WordPress is considered one of the most popular Content Management Frameworks the web has ever seen.
It is said that in 2021, WordPress was powering 39.5% of all websites on the internet, or up from powering 35% of sites in 2020. That number is huge, and is going to grow the more the web grows. But unfortunately for WordPress, it's just like any other product out there, that it can have flaws.
And this time, researchers have disclosed a security shortcoming affecting three different WordPress plugins that affect more than 84,000 websites.
Abusing the plugins' weaknesses, hackers could gain control of an entire website.
"This flaw made it possible for an attacker to update arbitrary site options on a vulnerable site, provided they could trick a site's administrator into performing an action, such as clicking on a link," said WordPress security company Wordfence in a report.
The vulnerability that is tracked as CVE-2022-0215, is rated 8.8 on the CVSS scale.
It impacts three plugins maintained by Xootix.
They include the 'Login/Signup Popup' plugin that has been installed on more than 20,000 sites, the 'Side Cart For Woocommerce' plugin which has been installed on more than 60,000 sites, and the 'Waitlist For Woocommerce' which has been installed on more than 4,000.
In total, about 84,000 WordPress websites are affected by this flaw.
Essentially, the flaw is a cross-site request forgery (CSRF) flaw.
Cross-site request forgery, or known as one-click attack or session riding, happens when an authenticated end-user is tricked by an attacker into submitting a specially crafted web request.
In this case, if the victim has an administrative account on a WordPress website with either of the three plugins installed, the attack can compromise the entire web application the person controls.
The flaw happens to reside in the lack of validation when processing AJAX requests.
All of the three plugins in question register the save_settings function, which is initiated via a wp_ajax action, the findings said.
Apparently, “this function was missing a nonce check, which meant that there was no validation on the integrity of who was conducting the request,” according to the post.
This effectively enables attackers to update the users_can_register option of a WordPress website to true, and set the default_role setting to administrator.
This way, attackers who managed to attack a WordPress website with either of the three plugins installed, can grant themselves complete control of the website.
The attack can be successfully made when attackers can convince an administrator of an affected WordPress website to do things, "like clicking on a link or browsing to a certain website while the administrator was authenticated to the target site."
In these cases, "the request would be successfully sent and trigger the action which would allow the attacker to update arbitrary options on that website," the post explained.
"Though this Cross-Site Request Forgery (CSRF) vulnerability is less likely to be exploited due to the fact that it requires administrator interaction, it can have a significant impact to a successfully exploited site and, as such, it serves as an incredibly important reminder to remain aware when clicking on links or attachments and to ensure that you are regularly keeping your plugins and themes up to date," said Wordfence's Chloe Chamberland.

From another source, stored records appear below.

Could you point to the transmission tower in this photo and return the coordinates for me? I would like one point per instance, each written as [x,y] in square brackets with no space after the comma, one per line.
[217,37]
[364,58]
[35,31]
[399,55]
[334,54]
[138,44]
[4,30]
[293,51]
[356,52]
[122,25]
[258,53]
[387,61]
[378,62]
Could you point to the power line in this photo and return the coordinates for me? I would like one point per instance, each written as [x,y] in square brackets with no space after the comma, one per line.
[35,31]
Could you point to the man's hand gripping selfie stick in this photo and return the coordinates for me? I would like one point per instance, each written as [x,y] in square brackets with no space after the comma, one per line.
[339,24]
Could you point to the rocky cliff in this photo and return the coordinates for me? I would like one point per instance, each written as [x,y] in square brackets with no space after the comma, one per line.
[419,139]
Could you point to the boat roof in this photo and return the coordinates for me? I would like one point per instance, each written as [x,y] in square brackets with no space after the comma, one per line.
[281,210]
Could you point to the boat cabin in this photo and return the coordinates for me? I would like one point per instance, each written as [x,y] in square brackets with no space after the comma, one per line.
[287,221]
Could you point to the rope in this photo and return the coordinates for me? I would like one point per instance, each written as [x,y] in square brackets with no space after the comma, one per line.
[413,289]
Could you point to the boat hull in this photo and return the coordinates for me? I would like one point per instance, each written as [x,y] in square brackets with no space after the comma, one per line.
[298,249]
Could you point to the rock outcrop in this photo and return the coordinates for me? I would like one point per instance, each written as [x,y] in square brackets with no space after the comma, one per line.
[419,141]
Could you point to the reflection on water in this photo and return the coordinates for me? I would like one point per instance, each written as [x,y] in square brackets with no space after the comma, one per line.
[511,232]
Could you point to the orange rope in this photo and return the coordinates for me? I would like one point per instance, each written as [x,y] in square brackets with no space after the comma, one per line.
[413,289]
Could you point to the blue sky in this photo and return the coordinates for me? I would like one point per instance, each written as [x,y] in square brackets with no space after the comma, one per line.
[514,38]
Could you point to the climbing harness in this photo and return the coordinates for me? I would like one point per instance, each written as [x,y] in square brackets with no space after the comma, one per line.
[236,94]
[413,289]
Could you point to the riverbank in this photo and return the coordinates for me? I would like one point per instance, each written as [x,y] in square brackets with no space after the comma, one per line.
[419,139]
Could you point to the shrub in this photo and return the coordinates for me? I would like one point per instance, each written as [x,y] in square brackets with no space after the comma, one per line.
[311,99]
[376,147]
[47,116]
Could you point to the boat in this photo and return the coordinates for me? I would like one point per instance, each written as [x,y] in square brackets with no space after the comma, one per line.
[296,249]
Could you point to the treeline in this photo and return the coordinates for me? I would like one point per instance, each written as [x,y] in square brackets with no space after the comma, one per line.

Following responsible disclosure by Wordfence researchers in November 2021, Xootix addressed the issue in all of the three plugins.
On November 24, the developer released a patched version of Login/Signup Popup as version 2.3. Later, on December 17, a patched version of Waitlist Woocommerce, version 2.5.2, was released; and a patched version of Side Cart Woocommerce, version 2.1, was released.
These updates should eliminate the vulnerability.
As of now, all of the plug-ins have been updated and the flaw patched, according to the post.
The findings came a month after attackers exploited weaknesses in four plugins and 15 Epsilon Framework themes, effectively targeting some 1.6 million WordPress websites as part of a large-scale attack campaign originating from 16,000 IP addresses.